Tony stepped in and began filling out the form for her. Accustomed to the NYPD’s voluminous paperwork, he joked about this form’s unnecessary obtuseness. Again, everyone calmed down. Then it was back up to the courtroom for more paperwork and a different clerk’s confusing next-step instructions. As a group, we schlepped four blocks to the Child Support Enforcement office, a state agency even more depressing and bureaucratic than the courthouse. And again Tony intervened when the clerk wouldn’t speak with the mother and father at the same time—standard operating procedure because warring parents might get into a fight. Standing between them, Tony got the clerk to repeat his instructions slowly, making sure that both mother and father understood the process.

I then had to step in and explain some Old World basics to my client: yes, he had to go to a bank and get what was known as a checkbook. Then he would have to mail the thing—in an envelope, with a stamp—to a Post Office Box in Albany. The twentysomethings seemed to understand, and reasonably asked why this couldn’t be done from their cell phones. Good question.

So, fully six hours after we had arrived at the courthouse, the pieces were in place. We all shook hands, and the mother and father headed north on the avenue, talking to each other for the first time in who knows how long.

I turned to my intern, and thanked him. Not just for defusing a tense situation, but for helping seemingly hostile parties get to “yes.”

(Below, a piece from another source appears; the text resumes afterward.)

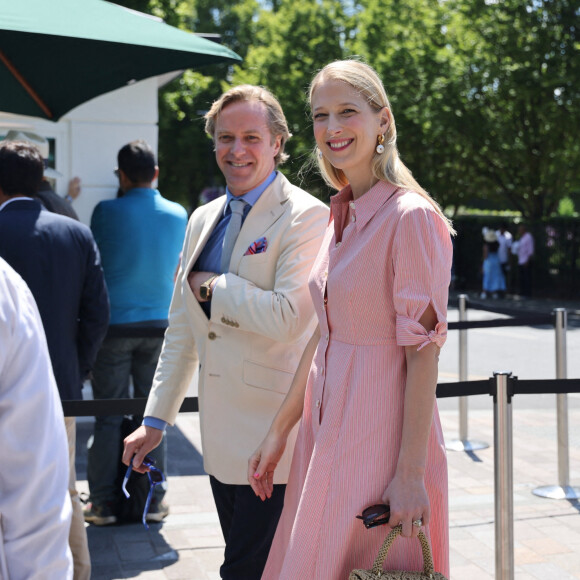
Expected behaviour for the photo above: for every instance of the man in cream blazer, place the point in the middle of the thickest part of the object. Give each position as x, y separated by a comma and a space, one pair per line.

“It’s what I do every day as a cop.”

I believed him. As we parted ways, I wondered how we attorneys—we typically see ourselves as professionals with unique knowledge and skills—could learn more from these street-smart men and women who face difficult and often dangerous situations every day. I don’t think there is an easy or practical answer. But I’m grateful that Tony is out there, and hope that most of the 33,000 others in the NYPD are half as good.